ELK to AWS: Managing Logs With Less Hassle
The ELK stack boasts a range of impressive capabilities, but in some scenarios, it can be difficult to configure and maintain.
In this article, Toptal DevOps Engineer Fabrice Triboix explains why he decided to shift to a serverless solution that requires less maintenance and allows for superior scaling.
The ELK stack boasts a range of impressive capabilities, but in some scenarios, it can be difficult to configure and maintain.
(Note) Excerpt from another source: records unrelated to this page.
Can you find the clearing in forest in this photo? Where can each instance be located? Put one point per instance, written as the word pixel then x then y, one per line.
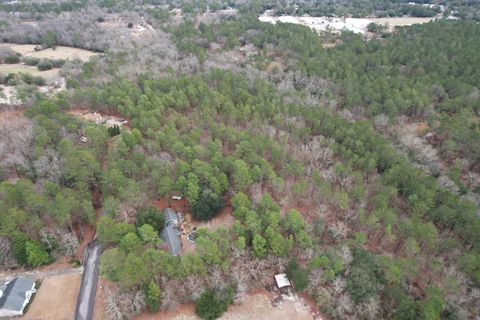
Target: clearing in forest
pixel 60 52
pixel 257 306
pixel 55 299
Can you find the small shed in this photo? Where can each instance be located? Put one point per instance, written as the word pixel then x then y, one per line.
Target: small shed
pixel 171 217
pixel 15 295
pixel 171 236
pixel 282 281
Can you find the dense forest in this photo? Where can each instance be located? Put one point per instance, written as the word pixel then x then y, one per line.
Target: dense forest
pixel 299 139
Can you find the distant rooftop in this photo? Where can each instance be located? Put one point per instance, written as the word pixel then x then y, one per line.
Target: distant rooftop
pixel 170 234
pixel 171 217
pixel 15 295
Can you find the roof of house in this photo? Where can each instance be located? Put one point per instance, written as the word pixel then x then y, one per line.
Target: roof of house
pixel 14 293
pixel 170 214
pixel 282 280
pixel 170 235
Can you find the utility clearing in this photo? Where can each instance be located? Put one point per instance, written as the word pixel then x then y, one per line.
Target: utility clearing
pixel 60 52
pixel 55 299
pixel 338 24
pixel 257 306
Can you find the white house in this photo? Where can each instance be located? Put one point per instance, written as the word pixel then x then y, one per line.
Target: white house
pixel 15 295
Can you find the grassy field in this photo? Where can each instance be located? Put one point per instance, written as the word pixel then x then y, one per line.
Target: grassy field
pixel 60 52
pixel 49 75
pixel 56 298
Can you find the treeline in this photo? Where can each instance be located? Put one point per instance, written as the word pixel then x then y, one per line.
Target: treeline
pixel 44 211
pixel 45 7
pixel 376 8
pixel 426 71
pixel 197 130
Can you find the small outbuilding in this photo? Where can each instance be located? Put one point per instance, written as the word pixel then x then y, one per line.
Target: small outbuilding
pixel 15 295
pixel 171 217
pixel 282 281
pixel 171 233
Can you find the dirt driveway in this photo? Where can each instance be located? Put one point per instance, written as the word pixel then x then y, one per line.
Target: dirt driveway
pixel 56 299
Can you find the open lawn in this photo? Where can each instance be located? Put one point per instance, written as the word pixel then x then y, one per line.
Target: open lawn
pixel 56 299
pixel 257 306
pixel 60 52
pixel 49 75
pixel 357 25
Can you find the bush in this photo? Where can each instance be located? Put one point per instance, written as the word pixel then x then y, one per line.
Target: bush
pixel 57 63
pixel 29 79
pixel 44 64
pixel 36 254
pixel 114 130
pixel 297 275
pixel 211 305
pixel 151 216
pixel 207 205
pixel 12 59
pixel 19 241
pixel 31 61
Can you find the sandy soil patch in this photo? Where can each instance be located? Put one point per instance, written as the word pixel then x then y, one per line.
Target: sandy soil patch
pixel 108 119
pixel 401 21
pixel 56 299
pixel 100 308
pixel 257 306
pixel 356 25
pixel 60 52
pixel 49 75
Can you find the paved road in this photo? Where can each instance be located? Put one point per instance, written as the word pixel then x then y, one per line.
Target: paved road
pixel 88 287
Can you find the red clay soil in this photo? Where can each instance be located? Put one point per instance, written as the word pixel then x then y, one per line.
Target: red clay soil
pixel 88 234
pixel 312 305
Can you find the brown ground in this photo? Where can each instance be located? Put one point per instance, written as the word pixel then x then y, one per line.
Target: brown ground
pixel 88 234
pixel 56 299
pixel 99 311
pixel 60 52
pixel 257 306
pixel 223 219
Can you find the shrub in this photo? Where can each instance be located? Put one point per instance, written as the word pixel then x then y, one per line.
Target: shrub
pixel 151 216
pixel 207 205
pixel 19 241
pixel 211 305
pixel 44 64
pixel 297 275
pixel 12 59
pixel 57 63
pixel 36 254
pixel 31 61
pixel 29 79
pixel 114 130
pixel 152 296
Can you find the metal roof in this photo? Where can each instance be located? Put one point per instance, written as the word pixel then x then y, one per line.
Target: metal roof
pixel 170 235
pixel 170 214
pixel 15 292
pixel 282 280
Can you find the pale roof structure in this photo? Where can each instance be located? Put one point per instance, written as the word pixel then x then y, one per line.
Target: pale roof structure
pixel 282 280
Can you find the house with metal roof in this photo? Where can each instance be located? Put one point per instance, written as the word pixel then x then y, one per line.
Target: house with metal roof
pixel 171 217
pixel 15 295
pixel 171 233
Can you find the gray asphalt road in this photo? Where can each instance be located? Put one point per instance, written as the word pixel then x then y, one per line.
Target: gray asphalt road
pixel 88 287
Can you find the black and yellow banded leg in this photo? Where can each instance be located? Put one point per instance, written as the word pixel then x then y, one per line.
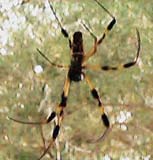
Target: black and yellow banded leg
pixel 100 40
pixel 104 117
pixel 63 31
pixel 121 66
pixel 59 113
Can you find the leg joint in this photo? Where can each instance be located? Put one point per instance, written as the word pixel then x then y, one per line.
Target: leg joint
pixel 110 26
pixel 63 100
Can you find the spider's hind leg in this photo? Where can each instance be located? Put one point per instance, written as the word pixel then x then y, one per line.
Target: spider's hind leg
pixel 104 117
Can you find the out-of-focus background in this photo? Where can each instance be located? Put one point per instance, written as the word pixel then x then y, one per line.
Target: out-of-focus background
pixel 30 88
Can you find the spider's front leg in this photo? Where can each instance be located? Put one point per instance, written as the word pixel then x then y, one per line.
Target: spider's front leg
pixel 97 42
pixel 104 117
pixel 59 113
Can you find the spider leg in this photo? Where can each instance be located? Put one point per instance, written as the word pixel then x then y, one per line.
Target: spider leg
pixel 104 117
pixel 44 143
pixel 52 63
pixel 121 66
pixel 63 31
pixel 60 115
pixel 97 42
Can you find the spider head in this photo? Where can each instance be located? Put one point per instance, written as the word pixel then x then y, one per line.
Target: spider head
pixel 77 42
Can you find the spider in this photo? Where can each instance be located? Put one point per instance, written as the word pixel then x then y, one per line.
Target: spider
pixel 76 73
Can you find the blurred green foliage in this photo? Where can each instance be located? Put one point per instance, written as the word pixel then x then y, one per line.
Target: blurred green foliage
pixel 127 90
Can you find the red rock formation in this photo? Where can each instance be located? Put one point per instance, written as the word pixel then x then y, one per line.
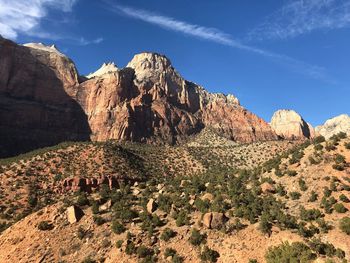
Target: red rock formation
pixel 88 185
pixel 150 102
pixel 37 87
pixel 43 103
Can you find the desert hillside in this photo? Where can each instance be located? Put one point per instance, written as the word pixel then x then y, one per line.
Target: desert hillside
pixel 205 200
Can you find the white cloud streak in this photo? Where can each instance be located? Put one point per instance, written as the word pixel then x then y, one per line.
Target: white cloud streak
pixel 217 36
pixel 300 17
pixel 25 17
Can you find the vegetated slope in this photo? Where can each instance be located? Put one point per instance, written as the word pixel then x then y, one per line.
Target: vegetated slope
pixel 39 178
pixel 147 101
pixel 301 197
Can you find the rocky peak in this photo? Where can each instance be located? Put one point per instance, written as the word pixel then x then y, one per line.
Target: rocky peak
pixel 106 68
pixel 43 47
pixel 288 124
pixel 149 61
pixel 335 125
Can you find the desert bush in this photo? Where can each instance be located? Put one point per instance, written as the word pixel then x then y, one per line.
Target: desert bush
pixel 309 214
pixel 286 253
pixel 291 173
pixel 143 251
pixel 209 255
pixel 294 195
pixel 313 196
pixel 344 225
pixel 45 225
pixel 169 252
pixel 182 218
pixel 197 238
pixel 167 234
pixel 117 227
pixel 319 139
pixel 340 208
pixel 99 220
pixel 343 198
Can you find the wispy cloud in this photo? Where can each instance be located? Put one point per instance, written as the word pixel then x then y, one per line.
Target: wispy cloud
pixel 217 36
pixel 25 17
pixel 303 16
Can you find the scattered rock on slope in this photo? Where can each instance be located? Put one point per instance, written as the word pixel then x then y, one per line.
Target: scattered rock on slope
pixel 288 124
pixel 335 125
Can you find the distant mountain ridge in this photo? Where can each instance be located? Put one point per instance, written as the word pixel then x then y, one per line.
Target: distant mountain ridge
pixel 44 101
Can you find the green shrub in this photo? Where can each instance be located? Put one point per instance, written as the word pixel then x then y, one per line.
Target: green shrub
pixel 167 234
pixel 182 218
pixel 117 227
pixel 119 243
pixel 291 173
pixel 82 200
pixel 197 238
pixel 209 255
pixel 95 208
pixel 130 247
pixel 287 253
pixel 169 252
pixel 313 196
pixel 319 139
pixel 345 225
pixel 343 198
pixel 340 208
pixel 99 220
pixel 294 195
pixel 309 214
pixel 45 225
pixel 143 251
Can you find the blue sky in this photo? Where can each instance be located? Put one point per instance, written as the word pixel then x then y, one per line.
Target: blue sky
pixel 291 54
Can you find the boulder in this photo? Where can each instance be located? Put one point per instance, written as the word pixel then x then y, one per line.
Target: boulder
pixel 74 214
pixel 106 206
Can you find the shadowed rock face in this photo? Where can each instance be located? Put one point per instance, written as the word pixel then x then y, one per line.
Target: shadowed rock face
pixel 42 102
pixel 335 125
pixel 37 108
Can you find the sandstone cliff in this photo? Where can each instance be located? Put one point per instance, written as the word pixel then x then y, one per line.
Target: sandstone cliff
pixel 149 101
pixel 288 124
pixel 335 125
pixel 44 101
pixel 37 106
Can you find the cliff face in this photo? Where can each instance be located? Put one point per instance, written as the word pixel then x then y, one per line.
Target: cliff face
pixel 43 103
pixel 149 101
pixel 288 124
pixel 335 125
pixel 37 109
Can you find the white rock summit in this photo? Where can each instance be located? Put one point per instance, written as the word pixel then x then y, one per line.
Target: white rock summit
pixel 288 124
pixel 104 69
pixel 335 125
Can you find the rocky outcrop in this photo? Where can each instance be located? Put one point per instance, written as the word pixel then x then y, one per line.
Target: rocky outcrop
pixel 43 101
pixel 104 69
pixel 74 214
pixel 148 101
pixel 37 106
pixel 288 124
pixel 335 125
pixel 88 185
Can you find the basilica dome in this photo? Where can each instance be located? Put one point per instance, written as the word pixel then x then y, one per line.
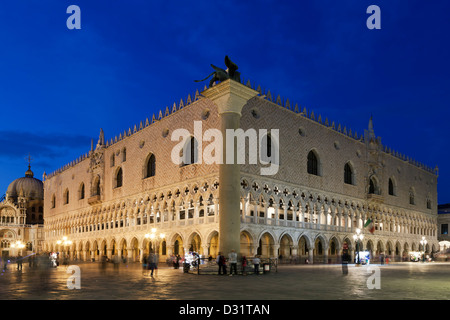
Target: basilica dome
pixel 27 186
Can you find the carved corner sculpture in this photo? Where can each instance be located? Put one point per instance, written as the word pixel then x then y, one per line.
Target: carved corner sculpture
pixel 221 75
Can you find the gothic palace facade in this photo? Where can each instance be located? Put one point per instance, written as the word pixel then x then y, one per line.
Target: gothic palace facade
pixel 329 182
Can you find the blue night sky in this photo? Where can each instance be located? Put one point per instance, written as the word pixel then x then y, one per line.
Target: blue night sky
pixel 130 59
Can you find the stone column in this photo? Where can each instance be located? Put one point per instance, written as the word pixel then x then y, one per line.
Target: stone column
pixel 229 96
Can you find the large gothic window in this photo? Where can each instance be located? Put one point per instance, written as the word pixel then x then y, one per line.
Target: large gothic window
pixel 412 196
pixel 150 166
pixel 391 187
pixel 190 152
pixel 348 174
pixel 313 163
pixel 81 191
pixel 371 186
pixel 96 187
pixel 119 178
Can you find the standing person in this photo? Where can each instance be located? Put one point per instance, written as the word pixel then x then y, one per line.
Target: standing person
pixel 153 263
pixel 256 262
pixel 222 263
pixel 232 258
pixel 144 265
pixel 244 265
pixel 19 262
pixel 345 260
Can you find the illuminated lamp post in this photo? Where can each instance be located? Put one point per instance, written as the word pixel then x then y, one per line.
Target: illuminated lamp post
pixel 18 245
pixel 423 242
pixel 155 239
pixel 65 242
pixel 358 238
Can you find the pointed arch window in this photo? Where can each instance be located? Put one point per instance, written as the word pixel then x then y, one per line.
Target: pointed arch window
pixel 412 199
pixel 190 152
pixel 96 187
pixel 313 163
pixel 373 186
pixel 391 187
pixel 150 166
pixel 428 203
pixel 66 196
pixel 348 174
pixel 119 178
pixel 81 196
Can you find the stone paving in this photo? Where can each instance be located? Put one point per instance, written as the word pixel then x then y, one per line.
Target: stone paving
pixel 402 281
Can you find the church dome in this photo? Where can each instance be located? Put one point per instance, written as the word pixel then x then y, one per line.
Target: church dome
pixel 27 186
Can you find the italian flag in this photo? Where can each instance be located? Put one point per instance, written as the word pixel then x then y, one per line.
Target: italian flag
pixel 370 225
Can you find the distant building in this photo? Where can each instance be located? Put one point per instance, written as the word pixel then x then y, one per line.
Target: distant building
pixel 443 222
pixel 330 181
pixel 22 217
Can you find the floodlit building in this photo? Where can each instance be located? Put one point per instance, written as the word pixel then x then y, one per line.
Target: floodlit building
pixel 298 187
pixel 22 217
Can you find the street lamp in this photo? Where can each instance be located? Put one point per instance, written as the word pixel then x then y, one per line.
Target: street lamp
pixel 358 237
pixel 154 238
pixel 423 242
pixel 65 242
pixel 19 245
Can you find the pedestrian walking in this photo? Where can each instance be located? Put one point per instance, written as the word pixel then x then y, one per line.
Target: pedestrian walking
pixel 345 260
pixel 222 263
pixel 144 265
pixel 256 262
pixel 153 263
pixel 19 262
pixel 232 259
pixel 244 265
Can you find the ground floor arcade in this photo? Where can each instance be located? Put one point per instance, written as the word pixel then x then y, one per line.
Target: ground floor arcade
pixel 292 245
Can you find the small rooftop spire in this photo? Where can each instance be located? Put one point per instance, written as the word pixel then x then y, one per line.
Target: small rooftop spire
pixel 29 173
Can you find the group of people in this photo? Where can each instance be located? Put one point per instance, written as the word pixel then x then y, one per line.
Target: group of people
pixel 150 264
pixel 222 261
pixel 34 261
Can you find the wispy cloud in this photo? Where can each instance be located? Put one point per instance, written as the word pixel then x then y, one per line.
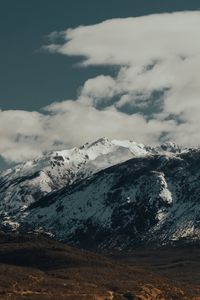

In this article, Toptal DevOps Engineer Fabrice Triboix explains why he decided to shift to a serverless solution that requires less maintenance and allows for superior scaling.
Fabrice is a cloud architect and software developer with 20+ years of experience who’s worked for Cisco, Samsung, Philips, Alcatel, and Sagem.
Expertise
Previously At
Elasticsearch is a powerful software solution designed to quickly search information in a vast range of data. Combined with Logstash and Kibana, this forms the informally named “ELK stack”, and is often used to collect, temporarily store, analyze, and visualize log data. A few other pieces of software are usually needed, such as Filebeat to send the logs from the server to Logstash, and Elastalert to generate alerts based on the result of some analysis ran on the data stored in Elasticsearch.
The ELK Stack is Powerful, But…
My experience with using ELK for managing logs is quite mixed. On the one hand, it’s very powerful and the range of its capabilities is quite impressive. On the other hand, it’s tricky to set up and can be a headache to maintain.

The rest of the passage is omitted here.